Table 2: Examples of measurable quantities that can be predicted by CPFE models
Prediction by CPFE methods and Experimental access:
| Surface roughening | Speckle interferometry, digital image correlation (photogrammetry), atomic force microscopy, white-light confocal microscopy |
| Elasticity, interface mechanics, grain size effects, grain interaction, size effects | Indentation testing, tensile and compression testing, mechanical tests at different sample sizes, digital image correlation, electron backscatter diffraction, scanning electron microscopy, ultrasonic testing, x-ray and synchrotron Bragg peak broadening and shifting |
| Creep, high temperature deformation, superplasticity | tensile testing, texture measurement, in-situ electron microscopy |
| Dislocation-based constitutive modeling | Flow stress measurement, transmission electron microscopy, lattice orientation measurements, electron channeling contrast imaging in the scanning electron microscope |
| Martensite mechanics, phase transformation, shape memory | Magnetic measurements, multiphase electron backscatter diffraction, x-ray and synchrotron Bragg diffraction |
| In-grain texture, grain-scale mechanics, non-uniform deforma tion, multiphase mechanics | Digital image correlation, indentation hardness testing, orientation determination (Kikuchi diffraction in the transmission or scanning electron microscope; x-ray Bragg diffraction), mechanical testing |
| Texture evolution, texture stability, in-grain texture formation, anisotropy | Texture measurements using Kikuchi diffraction in the transmission and scanning electron microscope or x-ray Bragg diffraction |
| Forming, deep drawing, process modeling, cup drawing, spring back, earing, wire drawing, extrusion, anisotropy, design, fretting Prediction by CPFE methods Crystal plasticity and recrystallization | Hardness testing, metallography, electrical resistivity, x-ray and synchrotron diffraction, electron backscatter diffraction, transmission electron microscopy, grain size determination, kernel average orientation determination, calorimetry |
| Deformation twinning | Metallography, x-ray and synchrotron diffraction, electron backscatter diffraction, transmission electron microscopy, electron channeling contrast imaging in the scanning electron microscope |
| Nanoindentation, micro-scale deformation, miniaturized mechanical testing |
Hardness and stiffness analysis using nanoindenter or nano-manipulator tests, surface shape analysis using atomic force microscopy, electron microscopy |
Beyond these metallurgical and mechanical considerations numerical aspects also deserve attention. CPFE formulations can be either fully integrated into FE codes or implemented as user-defined subroutines into commercially available solvers. The latter point is important because engineering applications are often tackled using commercial platforms. The use of standard solvers also helps to make CPFE methods accessible to a broader community. Since details of the FE method, the mesh and the integration procedures also play a significant role in CPFE simulations, some of these aspects are discussed in Section 8.

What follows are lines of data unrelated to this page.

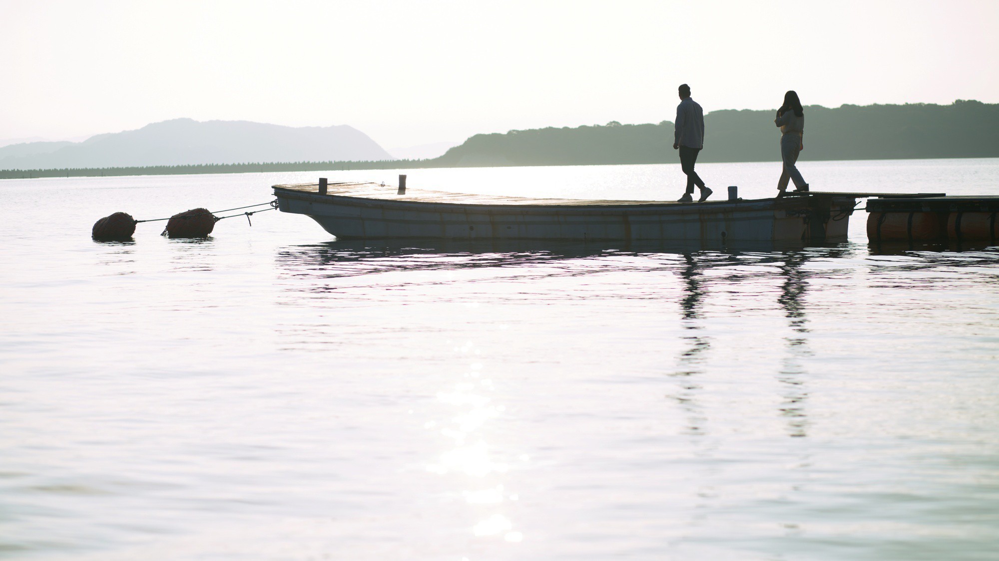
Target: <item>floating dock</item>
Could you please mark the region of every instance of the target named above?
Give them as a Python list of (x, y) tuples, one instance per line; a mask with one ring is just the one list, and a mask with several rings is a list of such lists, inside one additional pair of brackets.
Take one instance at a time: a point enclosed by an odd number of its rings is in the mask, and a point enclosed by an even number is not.
[(867, 201), (871, 242), (995, 242), (999, 197), (943, 194)]
[(533, 199), (375, 183), (276, 185), (278, 208), (338, 239), (805, 242), (846, 239), (851, 194), (703, 203)]

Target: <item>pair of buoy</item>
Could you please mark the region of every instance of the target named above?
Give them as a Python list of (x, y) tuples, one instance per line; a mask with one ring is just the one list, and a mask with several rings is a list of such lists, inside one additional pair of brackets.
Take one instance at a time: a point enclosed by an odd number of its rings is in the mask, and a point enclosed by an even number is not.
[[(170, 217), (166, 235), (170, 238), (207, 238), (218, 221), (208, 209), (192, 209)], [(115, 213), (94, 223), (91, 237), (99, 242), (126, 242), (132, 239), (135, 225), (140, 222), (150, 221), (137, 221), (128, 213)]]

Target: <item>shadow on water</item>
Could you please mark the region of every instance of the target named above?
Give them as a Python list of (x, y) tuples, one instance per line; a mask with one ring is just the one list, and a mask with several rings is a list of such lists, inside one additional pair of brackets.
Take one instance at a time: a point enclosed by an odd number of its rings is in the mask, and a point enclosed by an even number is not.
[[(828, 248), (807, 248), (785, 252), (727, 252), (688, 253), (682, 256), (682, 265), (677, 271), (681, 280), (683, 296), (679, 300), (683, 345), (676, 357), (676, 367), (670, 374), (680, 379), (679, 391), (672, 398), (682, 408), (687, 418), (686, 430), (689, 434), (706, 433), (706, 416), (697, 403), (697, 393), (701, 389), (697, 377), (705, 372), (705, 365), (711, 349), (711, 336), (707, 332), (707, 320), (703, 312), (704, 301), (710, 292), (710, 284), (726, 285), (746, 280), (746, 275), (736, 274), (723, 277), (708, 277), (705, 272), (712, 268), (728, 268), (745, 265), (775, 265), (781, 278), (777, 303), (784, 311), (791, 334), (784, 337), (786, 354), (781, 361), (777, 379), (784, 387), (778, 414), (787, 419), (790, 436), (805, 436), (807, 416), (805, 401), (808, 397), (805, 381), (807, 371), (804, 359), (811, 356), (807, 340), (807, 315), (804, 296), (810, 274), (804, 267), (812, 260), (830, 260), (856, 257), (859, 249), (855, 245), (841, 244)], [(754, 273), (753, 276), (773, 275)], [(824, 272), (823, 275), (829, 275)]]
[[(830, 246), (830, 247), (838, 247)], [(533, 262), (571, 260), (609, 255), (694, 255), (773, 253), (801, 249), (800, 245), (776, 246), (772, 243), (738, 246), (657, 242), (551, 242), (551, 241), (334, 241), (280, 250), (276, 262), (286, 272), (345, 277), (380, 273), (387, 269), (439, 269), (470, 267), (508, 267)], [(430, 260), (427, 258), (437, 258)], [(357, 268), (351, 264), (371, 267)]]
[(812, 352), (808, 348), (806, 336), (808, 317), (805, 315), (804, 305), (808, 274), (802, 269), (807, 260), (807, 254), (790, 253), (784, 265), (780, 267), (784, 281), (777, 301), (784, 309), (792, 334), (784, 337), (786, 355), (777, 373), (777, 379), (785, 386), (780, 414), (787, 419), (789, 436), (806, 436), (808, 426), (805, 414), (805, 404), (808, 399), (805, 381), (808, 372), (804, 367), (804, 359), (811, 356)]
[(999, 257), (999, 246), (987, 242), (869, 242), (872, 256), (904, 256), (913, 253), (986, 253)]
[(702, 324), (703, 300), (706, 294), (702, 266), (695, 254), (683, 254), (683, 266), (679, 277), (682, 280), (683, 297), (680, 299), (680, 321), (684, 345), (676, 358), (676, 370), (671, 374), (680, 378), (679, 391), (672, 397), (686, 415), (687, 432), (704, 433), (707, 417), (697, 404), (697, 393), (701, 386), (696, 381), (697, 374), (703, 373), (707, 351), (711, 348), (711, 337), (704, 334)]

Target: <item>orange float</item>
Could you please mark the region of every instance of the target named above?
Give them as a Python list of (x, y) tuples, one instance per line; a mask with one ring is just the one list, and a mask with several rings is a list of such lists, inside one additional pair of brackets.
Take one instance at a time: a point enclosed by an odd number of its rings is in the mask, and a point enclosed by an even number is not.
[(940, 213), (871, 213), (867, 217), (867, 239), (871, 242), (929, 242), (946, 238), (946, 219)]
[(947, 236), (951, 240), (995, 240), (996, 213), (955, 211), (947, 218)]

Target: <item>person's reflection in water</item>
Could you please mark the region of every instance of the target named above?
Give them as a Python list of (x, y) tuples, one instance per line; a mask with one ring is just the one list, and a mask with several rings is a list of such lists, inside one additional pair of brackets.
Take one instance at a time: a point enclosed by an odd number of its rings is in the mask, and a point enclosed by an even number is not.
[(685, 295), (680, 300), (680, 317), (684, 329), (682, 338), (686, 345), (677, 357), (677, 368), (672, 374), (682, 379), (680, 390), (673, 397), (687, 414), (687, 430), (690, 434), (699, 435), (705, 433), (707, 418), (696, 403), (696, 394), (701, 386), (693, 376), (704, 371), (704, 352), (711, 347), (711, 339), (700, 332), (703, 329), (700, 320), (705, 294), (701, 279), (703, 273), (693, 254), (683, 254), (683, 261), (685, 267), (680, 271), (680, 278)]
[(777, 301), (784, 308), (788, 326), (793, 333), (784, 337), (787, 355), (777, 374), (777, 379), (785, 384), (783, 402), (780, 404), (780, 414), (787, 419), (789, 436), (807, 436), (808, 417), (805, 414), (805, 401), (808, 392), (804, 384), (806, 371), (803, 361), (811, 356), (808, 348), (808, 318), (805, 316), (803, 298), (808, 287), (807, 274), (801, 267), (808, 256), (803, 253), (788, 253), (780, 271), (784, 276), (780, 297)]

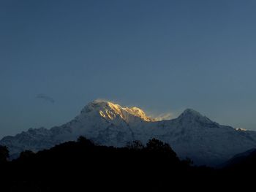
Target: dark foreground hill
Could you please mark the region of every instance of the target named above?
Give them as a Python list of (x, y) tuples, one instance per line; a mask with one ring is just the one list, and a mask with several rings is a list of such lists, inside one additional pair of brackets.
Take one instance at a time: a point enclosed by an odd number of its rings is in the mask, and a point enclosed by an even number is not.
[(216, 170), (190, 163), (155, 139), (146, 146), (137, 141), (116, 148), (80, 137), (37, 153), (25, 151), (11, 162), (1, 158), (0, 191), (208, 191), (246, 180), (236, 168)]

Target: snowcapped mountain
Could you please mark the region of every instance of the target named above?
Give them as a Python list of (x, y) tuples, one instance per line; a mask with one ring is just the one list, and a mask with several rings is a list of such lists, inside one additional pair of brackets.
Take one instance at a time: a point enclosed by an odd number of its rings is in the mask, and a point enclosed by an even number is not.
[(105, 101), (89, 103), (79, 115), (61, 126), (30, 128), (4, 137), (0, 145), (7, 146), (15, 157), (24, 150), (50, 148), (81, 135), (99, 145), (116, 147), (133, 140), (146, 143), (154, 137), (169, 143), (180, 158), (206, 165), (221, 164), (256, 147), (256, 132), (221, 126), (193, 110), (186, 110), (176, 119), (157, 121), (138, 107), (122, 107)]

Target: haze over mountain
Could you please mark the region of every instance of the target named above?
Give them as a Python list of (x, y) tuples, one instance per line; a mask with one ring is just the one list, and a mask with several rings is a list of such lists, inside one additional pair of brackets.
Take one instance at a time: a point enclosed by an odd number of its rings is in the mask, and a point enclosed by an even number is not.
[(48, 149), (79, 136), (115, 147), (157, 138), (168, 143), (180, 158), (190, 158), (198, 165), (217, 165), (256, 147), (256, 132), (219, 125), (192, 109), (176, 119), (157, 120), (140, 108), (101, 100), (90, 102), (80, 114), (61, 126), (30, 128), (4, 137), (0, 145), (7, 146), (15, 158), (23, 150)]

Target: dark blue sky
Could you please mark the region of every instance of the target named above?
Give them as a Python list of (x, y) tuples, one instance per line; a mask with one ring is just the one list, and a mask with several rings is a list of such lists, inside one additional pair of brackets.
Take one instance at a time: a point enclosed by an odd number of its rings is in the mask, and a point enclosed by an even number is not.
[(99, 98), (256, 130), (255, 10), (252, 0), (1, 0), (0, 137), (60, 125)]

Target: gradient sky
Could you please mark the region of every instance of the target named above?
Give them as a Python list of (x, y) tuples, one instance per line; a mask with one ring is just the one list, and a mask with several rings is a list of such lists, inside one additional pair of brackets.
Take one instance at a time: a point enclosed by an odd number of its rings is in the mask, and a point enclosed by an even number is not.
[(61, 125), (96, 99), (256, 130), (255, 10), (253, 0), (0, 0), (0, 139)]

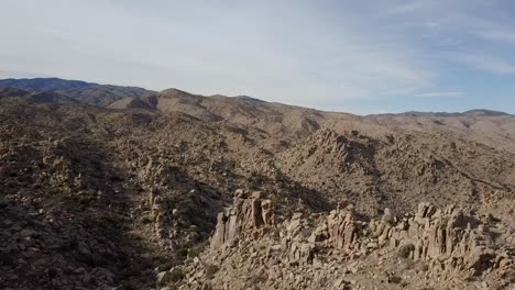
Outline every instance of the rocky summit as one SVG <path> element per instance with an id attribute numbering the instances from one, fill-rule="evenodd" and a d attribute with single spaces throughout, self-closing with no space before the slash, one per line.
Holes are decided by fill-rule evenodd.
<path id="1" fill-rule="evenodd" d="M 0 289 L 515 289 L 513 115 L 0 87 Z"/>

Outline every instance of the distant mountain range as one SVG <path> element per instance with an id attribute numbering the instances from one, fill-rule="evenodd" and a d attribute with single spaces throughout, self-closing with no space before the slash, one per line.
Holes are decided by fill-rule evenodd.
<path id="1" fill-rule="evenodd" d="M 4 97 L 25 97 L 36 102 L 83 103 L 99 107 L 107 107 L 124 98 L 141 98 L 154 93 L 139 87 L 99 85 L 59 78 L 2 79 L 0 92 Z"/>
<path id="2" fill-rule="evenodd" d="M 9 89 L 7 89 L 9 88 Z M 18 91 L 13 89 L 19 89 Z M 179 91 L 179 90 L 177 90 Z M 41 93 L 45 92 L 45 93 Z M 184 92 L 186 94 L 190 94 Z M 77 102 L 84 104 L 108 107 L 114 102 L 124 98 L 139 99 L 155 94 L 155 91 L 146 90 L 140 87 L 123 87 L 112 85 L 100 85 L 96 82 L 87 82 L 83 80 L 67 80 L 61 78 L 22 78 L 22 79 L 0 79 L 0 96 L 11 94 L 13 97 L 28 97 L 33 101 L 40 102 Z M 193 94 L 190 94 L 193 96 Z M 199 96 L 201 97 L 201 96 Z M 211 97 L 227 98 L 224 96 L 215 94 Z M 130 108 L 144 107 L 151 109 L 153 105 L 143 103 L 140 101 L 131 101 L 130 99 L 113 104 L 114 108 L 120 108 L 121 104 L 127 104 Z M 263 100 L 249 97 L 238 96 L 233 99 L 239 101 L 254 102 L 254 103 L 266 103 Z M 144 101 L 145 102 L 145 101 Z M 445 116 L 501 116 L 509 115 L 505 112 L 475 109 L 465 112 L 418 112 L 409 111 L 404 113 L 386 113 L 381 115 L 405 115 L 405 116 L 431 116 L 431 118 L 445 118 Z"/>

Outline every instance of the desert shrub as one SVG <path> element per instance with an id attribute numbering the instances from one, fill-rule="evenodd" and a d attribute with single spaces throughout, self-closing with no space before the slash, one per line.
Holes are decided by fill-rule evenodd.
<path id="1" fill-rule="evenodd" d="M 398 277 L 398 276 L 392 276 L 392 277 L 390 277 L 390 279 L 388 279 L 388 281 L 390 281 L 391 283 L 401 283 L 402 280 L 403 280 L 403 279 L 402 279 L 401 277 Z"/>
<path id="2" fill-rule="evenodd" d="M 408 258 L 409 257 L 409 253 L 412 250 L 415 250 L 415 245 L 413 244 L 407 244 L 407 245 L 404 245 L 402 246 L 399 249 L 398 249 L 398 255 L 403 258 Z"/>
<path id="3" fill-rule="evenodd" d="M 141 223 L 142 224 L 150 224 L 150 223 L 152 223 L 152 219 L 149 217 L 149 216 L 143 216 L 143 219 L 141 219 Z"/>
<path id="4" fill-rule="evenodd" d="M 204 252 L 204 247 L 205 247 L 204 245 L 197 245 L 197 246 L 190 247 L 188 250 L 188 257 L 190 258 L 198 257 L 200 253 Z"/>

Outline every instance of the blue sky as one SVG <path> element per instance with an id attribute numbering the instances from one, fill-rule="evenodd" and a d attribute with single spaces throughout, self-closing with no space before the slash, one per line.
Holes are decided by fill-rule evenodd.
<path id="1" fill-rule="evenodd" d="M 2 0 L 0 78 L 515 113 L 515 1 Z"/>

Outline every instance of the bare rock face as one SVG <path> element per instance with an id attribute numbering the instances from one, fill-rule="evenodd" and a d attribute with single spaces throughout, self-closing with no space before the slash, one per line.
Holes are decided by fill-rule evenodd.
<path id="1" fill-rule="evenodd" d="M 259 236 L 260 228 L 273 225 L 272 201 L 263 197 L 260 191 L 249 193 L 238 190 L 233 207 L 217 216 L 217 227 L 210 242 L 211 248 L 230 246 L 246 235 Z"/>
<path id="2" fill-rule="evenodd" d="M 495 250 L 494 235 L 486 226 L 453 205 L 440 210 L 420 203 L 414 216 L 388 225 L 395 220 L 385 211 L 380 223 L 371 224 L 380 245 L 387 239 L 392 247 L 403 247 L 407 257 L 425 261 L 438 275 L 469 278 L 498 269 L 500 276 L 505 277 L 505 266 L 513 265 L 513 256 L 508 258 L 508 254 Z M 502 266 L 495 263 L 503 259 Z"/>
<path id="3" fill-rule="evenodd" d="M 364 222 L 352 204 L 343 202 L 328 214 L 297 212 L 274 222 L 273 202 L 263 197 L 239 190 L 233 207 L 218 215 L 201 260 L 220 265 L 223 279 L 206 279 L 205 266 L 197 264 L 187 268 L 189 282 L 184 289 L 205 285 L 213 289 L 369 289 L 365 285 L 396 285 L 404 278 L 414 283 L 426 280 L 426 286 L 453 282 L 460 288 L 465 282 L 459 281 L 485 277 L 489 282 L 480 285 L 482 289 L 504 289 L 515 277 L 513 248 L 497 241 L 504 241 L 495 232 L 498 228 L 489 228 L 452 205 L 441 210 L 420 203 L 415 213 L 402 217 L 385 209 L 380 220 Z M 424 270 L 401 278 L 399 264 Z M 368 274 L 372 269 L 381 274 Z M 255 275 L 249 278 L 249 272 Z M 354 277 L 349 282 L 342 279 L 348 275 Z M 408 282 L 403 285 L 406 288 Z"/>

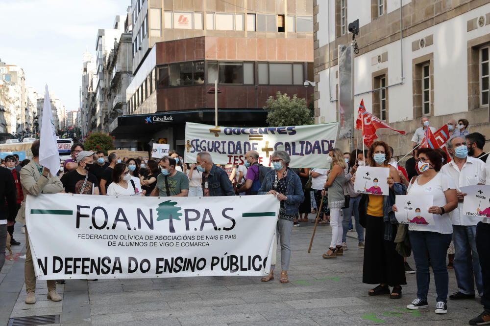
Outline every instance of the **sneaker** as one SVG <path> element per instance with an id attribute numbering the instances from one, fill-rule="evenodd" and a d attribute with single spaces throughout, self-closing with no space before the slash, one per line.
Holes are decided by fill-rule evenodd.
<path id="1" fill-rule="evenodd" d="M 421 300 L 417 298 L 407 305 L 407 308 L 413 310 L 416 310 L 420 308 L 427 308 L 429 304 L 427 303 L 427 300 Z"/>
<path id="2" fill-rule="evenodd" d="M 407 274 L 414 274 L 415 271 L 412 269 L 410 265 L 406 261 L 405 262 L 405 272 Z"/>
<path id="3" fill-rule="evenodd" d="M 447 312 L 447 305 L 442 301 L 438 301 L 436 304 L 436 313 L 445 314 Z"/>
<path id="4" fill-rule="evenodd" d="M 490 312 L 486 310 L 469 321 L 470 325 L 490 325 Z"/>

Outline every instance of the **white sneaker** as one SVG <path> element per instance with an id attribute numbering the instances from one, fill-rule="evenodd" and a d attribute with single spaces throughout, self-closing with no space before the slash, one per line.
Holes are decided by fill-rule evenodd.
<path id="1" fill-rule="evenodd" d="M 445 314 L 447 312 L 447 305 L 442 301 L 438 301 L 436 304 L 436 313 Z"/>

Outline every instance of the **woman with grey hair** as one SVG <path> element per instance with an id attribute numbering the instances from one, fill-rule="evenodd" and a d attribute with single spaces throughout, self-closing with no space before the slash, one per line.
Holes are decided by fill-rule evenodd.
<path id="1" fill-rule="evenodd" d="M 299 205 L 304 200 L 301 180 L 294 172 L 288 167 L 291 159 L 284 151 L 272 153 L 271 162 L 274 168 L 266 174 L 259 195 L 270 194 L 281 202 L 276 234 L 281 240 L 281 283 L 287 283 L 288 269 L 291 257 L 291 235 L 293 220 L 297 216 Z M 276 263 L 277 241 L 272 250 L 272 265 L 269 275 L 262 278 L 263 282 L 274 279 L 274 267 Z"/>

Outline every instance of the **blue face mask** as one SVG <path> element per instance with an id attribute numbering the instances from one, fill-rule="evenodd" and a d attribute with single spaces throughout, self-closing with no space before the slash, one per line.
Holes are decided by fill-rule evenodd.
<path id="1" fill-rule="evenodd" d="M 378 164 L 382 164 L 386 160 L 386 155 L 381 153 L 378 153 L 374 154 L 374 162 Z"/>
<path id="2" fill-rule="evenodd" d="M 458 146 L 454 149 L 455 155 L 458 158 L 465 158 L 468 156 L 468 147 L 466 145 Z"/>
<path id="3" fill-rule="evenodd" d="M 282 169 L 282 163 L 280 162 L 273 162 L 272 166 L 274 167 L 274 170 L 276 171 L 278 171 Z"/>

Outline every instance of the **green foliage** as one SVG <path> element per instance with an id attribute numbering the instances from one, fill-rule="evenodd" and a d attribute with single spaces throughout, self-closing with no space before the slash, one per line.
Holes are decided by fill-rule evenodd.
<path id="1" fill-rule="evenodd" d="M 298 98 L 296 94 L 291 98 L 287 94 L 277 92 L 276 98 L 270 96 L 264 109 L 269 111 L 267 123 L 273 127 L 312 125 L 314 119 L 305 99 Z"/>
<path id="2" fill-rule="evenodd" d="M 182 216 L 180 211 L 181 209 L 176 206 L 177 202 L 171 200 L 167 200 L 158 204 L 156 209 L 156 220 L 161 221 L 164 219 L 170 220 L 170 229 L 171 233 L 175 233 L 175 229 L 173 228 L 173 219 L 180 220 L 180 217 Z"/>
<path id="3" fill-rule="evenodd" d="M 114 138 L 108 133 L 91 132 L 85 138 L 83 146 L 86 151 L 102 150 L 107 154 L 108 151 L 114 149 Z"/>

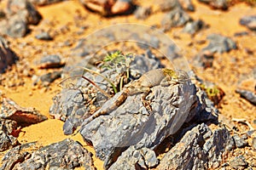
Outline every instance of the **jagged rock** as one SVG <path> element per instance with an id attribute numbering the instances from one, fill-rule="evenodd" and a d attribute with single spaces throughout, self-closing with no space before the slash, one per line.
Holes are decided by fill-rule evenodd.
<path id="1" fill-rule="evenodd" d="M 13 136 L 16 128 L 16 122 L 0 118 L 0 151 L 19 144 L 17 139 Z"/>
<path id="2" fill-rule="evenodd" d="M 172 27 L 183 26 L 191 20 L 192 19 L 184 10 L 176 8 L 164 16 L 161 20 L 161 27 L 166 31 Z"/>
<path id="3" fill-rule="evenodd" d="M 136 149 L 134 146 L 130 146 L 108 169 L 147 169 L 155 167 L 158 162 L 154 150 L 148 148 Z"/>
<path id="4" fill-rule="evenodd" d="M 197 125 L 164 156 L 157 169 L 214 169 L 222 162 L 230 139 L 225 128 L 211 130 L 204 123 Z"/>
<path id="5" fill-rule="evenodd" d="M 58 68 L 63 65 L 59 55 L 46 55 L 41 58 L 38 64 L 40 69 Z"/>
<path id="6" fill-rule="evenodd" d="M 248 145 L 248 143 L 237 134 L 235 134 L 233 139 L 237 148 L 244 148 L 245 146 Z"/>
<path id="7" fill-rule="evenodd" d="M 256 94 L 248 90 L 236 89 L 236 93 L 239 94 L 241 97 L 248 100 L 251 104 L 256 105 Z"/>
<path id="8" fill-rule="evenodd" d="M 27 25 L 19 15 L 0 21 L 0 33 L 12 37 L 22 37 L 29 31 Z"/>
<path id="9" fill-rule="evenodd" d="M 230 161 L 230 167 L 234 169 L 245 169 L 247 167 L 248 163 L 246 162 L 246 159 L 243 156 L 236 156 L 233 160 Z"/>
<path id="10" fill-rule="evenodd" d="M 152 54 L 151 51 L 148 50 L 145 54 L 137 55 L 134 60 L 131 61 L 130 66 L 131 78 L 137 79 L 143 73 L 160 67 L 160 60 Z M 116 72 L 115 70 L 106 70 L 102 73 L 109 78 L 115 85 L 119 84 L 119 73 Z M 108 87 L 109 85 L 106 80 L 100 76 L 95 76 L 87 73 L 85 76 L 94 80 L 94 82 L 98 84 L 102 89 L 106 90 L 106 92 L 109 91 L 109 88 L 112 88 Z M 75 83 L 75 82 L 73 82 L 73 85 L 68 84 L 61 94 L 54 97 L 54 105 L 49 110 L 51 116 L 65 122 L 63 125 L 65 134 L 73 133 L 77 127 L 81 125 L 83 120 L 87 118 L 93 111 L 90 105 L 91 105 L 91 101 L 95 99 L 94 98 L 96 98 L 96 101 L 93 105 L 97 107 L 102 106 L 106 102 L 106 97 L 103 97 L 99 92 L 92 91 L 92 93 L 90 93 L 91 90 L 90 90 L 90 88 L 93 88 L 88 82 L 84 80 L 77 83 Z M 77 88 L 69 88 L 69 87 Z M 83 88 L 81 88 L 82 87 L 84 87 L 84 88 L 89 88 L 89 91 L 84 93 Z M 95 96 L 92 94 L 96 94 Z"/>
<path id="11" fill-rule="evenodd" d="M 15 53 L 8 46 L 6 40 L 0 37 L 0 73 L 3 73 L 8 66 L 18 60 Z"/>
<path id="12" fill-rule="evenodd" d="M 80 0 L 80 2 L 89 9 L 103 16 L 130 14 L 133 9 L 131 0 Z"/>
<path id="13" fill-rule="evenodd" d="M 18 15 L 27 25 L 37 25 L 42 19 L 35 7 L 27 0 L 9 0 L 7 11 L 8 18 Z"/>
<path id="14" fill-rule="evenodd" d="M 37 110 L 20 107 L 8 98 L 3 99 L 0 117 L 15 121 L 21 127 L 47 120 L 47 117 L 41 115 Z"/>
<path id="15" fill-rule="evenodd" d="M 0 33 L 13 37 L 24 37 L 28 25 L 37 25 L 42 16 L 27 0 L 9 0 L 4 20 L 0 21 Z"/>
<path id="16" fill-rule="evenodd" d="M 33 143 L 10 150 L 3 159 L 3 169 L 95 169 L 91 154 L 70 139 L 32 151 Z M 29 150 L 30 149 L 30 150 Z"/>
<path id="17" fill-rule="evenodd" d="M 239 23 L 252 31 L 256 31 L 256 15 L 244 16 L 240 19 Z"/>
<path id="18" fill-rule="evenodd" d="M 152 111 L 142 103 L 142 94 L 128 96 L 126 100 L 108 115 L 94 119 L 81 128 L 84 139 L 91 143 L 96 156 L 108 167 L 125 147 L 155 148 L 169 135 L 175 133 L 185 122 L 190 106 L 196 100 L 195 86 L 189 82 L 170 87 L 151 88 Z M 169 92 L 169 93 L 166 93 Z M 107 101 L 104 110 L 113 105 L 121 92 Z"/>
<path id="19" fill-rule="evenodd" d="M 218 34 L 211 34 L 207 36 L 210 43 L 207 47 L 204 48 L 202 51 L 210 51 L 211 53 L 224 53 L 229 52 L 231 49 L 236 49 L 236 43 L 230 39 Z"/>
<path id="20" fill-rule="evenodd" d="M 209 4 L 212 8 L 226 10 L 229 8 L 227 0 L 199 0 L 199 1 Z"/>

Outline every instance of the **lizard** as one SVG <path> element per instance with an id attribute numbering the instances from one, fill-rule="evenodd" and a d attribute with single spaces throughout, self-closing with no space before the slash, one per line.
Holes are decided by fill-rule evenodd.
<path id="1" fill-rule="evenodd" d="M 142 96 L 142 101 L 143 102 L 145 101 L 147 95 L 150 93 L 151 88 L 157 85 L 168 86 L 171 84 L 177 84 L 189 79 L 189 75 L 182 70 L 173 71 L 166 68 L 151 70 L 143 74 L 139 79 L 126 84 L 122 89 L 119 97 L 113 102 L 113 105 L 105 110 L 100 109 L 96 110 L 93 115 L 84 121 L 81 127 L 88 124 L 102 115 L 106 115 L 114 110 L 120 106 L 130 95 L 142 93 L 143 94 Z M 80 132 L 80 130 L 78 132 Z"/>

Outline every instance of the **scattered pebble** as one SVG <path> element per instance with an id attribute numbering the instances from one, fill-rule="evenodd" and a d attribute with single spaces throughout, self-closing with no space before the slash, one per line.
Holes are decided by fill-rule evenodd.
<path id="1" fill-rule="evenodd" d="M 248 163 L 243 156 L 236 156 L 230 163 L 230 167 L 235 169 L 244 169 L 247 167 Z"/>

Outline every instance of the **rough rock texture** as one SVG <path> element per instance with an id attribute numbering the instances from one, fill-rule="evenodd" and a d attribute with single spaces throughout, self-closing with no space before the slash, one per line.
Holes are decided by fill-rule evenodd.
<path id="1" fill-rule="evenodd" d="M 236 49 L 236 43 L 230 39 L 218 34 L 211 34 L 207 36 L 210 43 L 207 47 L 204 48 L 202 51 L 210 51 L 211 53 L 224 53 L 231 49 Z"/>
<path id="2" fill-rule="evenodd" d="M 137 55 L 131 63 L 131 78 L 137 79 L 143 73 L 160 67 L 161 67 L 160 60 L 150 51 L 148 51 L 145 54 Z M 119 72 L 114 71 L 114 70 L 105 70 L 102 74 L 113 82 L 114 84 L 119 84 L 120 77 Z M 109 83 L 102 79 L 102 76 L 95 76 L 90 73 L 86 73 L 85 76 L 93 80 L 106 92 L 112 88 L 109 87 Z M 75 83 L 75 82 L 73 82 Z M 66 87 L 66 84 L 64 86 Z M 90 105 L 92 105 L 91 102 L 94 102 L 93 105 L 97 107 L 102 106 L 106 102 L 106 97 L 102 96 L 100 92 L 97 92 L 97 89 L 95 89 L 91 87 L 91 84 L 84 80 L 80 80 L 76 84 L 68 84 L 67 86 L 61 94 L 54 97 L 54 105 L 49 110 L 49 113 L 54 117 L 64 121 L 64 133 L 71 134 L 78 126 L 81 125 L 83 120 L 90 115 L 92 110 Z M 83 90 L 84 88 L 89 88 L 87 92 Z M 90 90 L 90 88 L 92 89 Z"/>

In summary, this review intends to demonstrate that for micro- and macro-scale mechanical problems containing dyadic degrees of freedom for shear, the CPFE method is an effective modeling platform as it can deal with the delicate interplay of different effects such as complicated boundary conditions (e.g. imposed by the surrounding microstructure or by external fields), various deformation mechanisms and their interactions (e.g. dislocation mechanics at interfaces or twins and martensite), interface properties (e.g. structural superplasticity or the Hall–Petch effect) and details of slip localization (e.g. shear band formation) at reasonable computational costs and by using open source or commercial solvers.